Yeah. You don't need big infrastructure that only the largest national chains have had. You know, you don't need that. You can u- if you leverage AI properly, you can build these things, but it relies on you, you know, going back to the change management and organizational challenge, it relies on you being more agile and more flexible and adjusting how you work.
But if you can do that, and you can leverage AI, then I think there's a real leapfrog [00:34:00] opportunity there. But you gotta be, you gotta be set up operationally to, to deliver on that, and, um, you know, that's, that's tough for a lot of retailers with all the day-to-day, you know, operational challenges and, and work to do.
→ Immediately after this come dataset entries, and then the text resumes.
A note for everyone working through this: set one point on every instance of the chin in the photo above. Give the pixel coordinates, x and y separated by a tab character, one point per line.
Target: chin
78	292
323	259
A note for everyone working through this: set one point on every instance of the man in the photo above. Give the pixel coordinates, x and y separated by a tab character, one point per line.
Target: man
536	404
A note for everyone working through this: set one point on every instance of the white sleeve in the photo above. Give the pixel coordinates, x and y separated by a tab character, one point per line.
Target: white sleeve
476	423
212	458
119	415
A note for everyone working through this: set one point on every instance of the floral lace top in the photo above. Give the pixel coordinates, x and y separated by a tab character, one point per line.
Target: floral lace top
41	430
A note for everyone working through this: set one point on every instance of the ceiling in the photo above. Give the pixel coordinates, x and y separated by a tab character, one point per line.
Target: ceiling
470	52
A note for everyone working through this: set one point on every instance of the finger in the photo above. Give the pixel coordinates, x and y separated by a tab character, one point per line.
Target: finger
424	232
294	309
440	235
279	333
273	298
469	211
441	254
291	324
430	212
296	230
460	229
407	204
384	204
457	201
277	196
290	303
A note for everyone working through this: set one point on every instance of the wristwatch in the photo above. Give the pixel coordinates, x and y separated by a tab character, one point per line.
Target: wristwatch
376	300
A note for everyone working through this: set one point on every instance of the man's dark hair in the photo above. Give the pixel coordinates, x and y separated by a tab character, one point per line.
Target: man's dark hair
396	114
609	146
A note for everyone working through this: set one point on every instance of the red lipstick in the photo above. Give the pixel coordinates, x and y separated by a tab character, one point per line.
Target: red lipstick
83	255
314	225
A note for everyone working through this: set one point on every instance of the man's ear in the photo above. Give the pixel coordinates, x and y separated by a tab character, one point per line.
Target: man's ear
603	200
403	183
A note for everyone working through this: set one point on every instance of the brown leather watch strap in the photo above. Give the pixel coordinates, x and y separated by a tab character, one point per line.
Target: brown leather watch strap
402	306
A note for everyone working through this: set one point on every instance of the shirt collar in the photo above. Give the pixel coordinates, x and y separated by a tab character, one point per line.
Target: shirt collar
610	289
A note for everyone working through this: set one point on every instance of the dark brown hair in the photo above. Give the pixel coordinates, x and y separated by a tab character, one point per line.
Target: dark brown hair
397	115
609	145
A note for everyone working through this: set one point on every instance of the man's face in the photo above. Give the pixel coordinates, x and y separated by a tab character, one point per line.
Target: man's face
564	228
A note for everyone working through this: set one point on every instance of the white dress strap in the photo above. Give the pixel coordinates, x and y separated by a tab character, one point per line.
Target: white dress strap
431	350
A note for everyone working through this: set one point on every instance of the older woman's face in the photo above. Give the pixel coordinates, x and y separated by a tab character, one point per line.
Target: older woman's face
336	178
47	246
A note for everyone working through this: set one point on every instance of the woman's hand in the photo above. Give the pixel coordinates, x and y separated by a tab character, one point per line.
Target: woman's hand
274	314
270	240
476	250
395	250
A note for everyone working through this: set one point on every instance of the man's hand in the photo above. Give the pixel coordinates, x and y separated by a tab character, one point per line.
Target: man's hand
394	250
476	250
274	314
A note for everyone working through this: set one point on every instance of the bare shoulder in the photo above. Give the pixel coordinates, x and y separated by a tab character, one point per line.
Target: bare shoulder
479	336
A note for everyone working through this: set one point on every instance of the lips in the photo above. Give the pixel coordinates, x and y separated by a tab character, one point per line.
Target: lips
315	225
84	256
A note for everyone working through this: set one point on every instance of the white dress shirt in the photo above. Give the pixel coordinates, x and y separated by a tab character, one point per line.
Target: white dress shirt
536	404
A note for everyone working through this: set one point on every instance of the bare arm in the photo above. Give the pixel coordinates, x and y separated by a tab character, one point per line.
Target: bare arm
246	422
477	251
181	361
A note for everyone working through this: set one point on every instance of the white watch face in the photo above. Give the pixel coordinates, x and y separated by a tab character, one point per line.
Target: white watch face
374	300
James Avery: Yeah. Well, awesome. Grant, this has been, it's been great to have you on. I think this has been a great conversation. I hope, uh, we'll, we'll, we'll put a link to the, to the report where people can find it kinda in the, in the show notes and the LinkedIn post. Uh, but I'm sure we'll probably, probably have you back in the future where, you know, in, probably in six months' time we'll have, uh, have had three years of, uh, AI time.
So it'll be a lot for us to, to cover again.
Grant Steadman: No, I'd love to come back, and, uh, yeah, it's always a pleasure talking to you, James. Thanks for, thanks for having me on. Awesome. Thank you.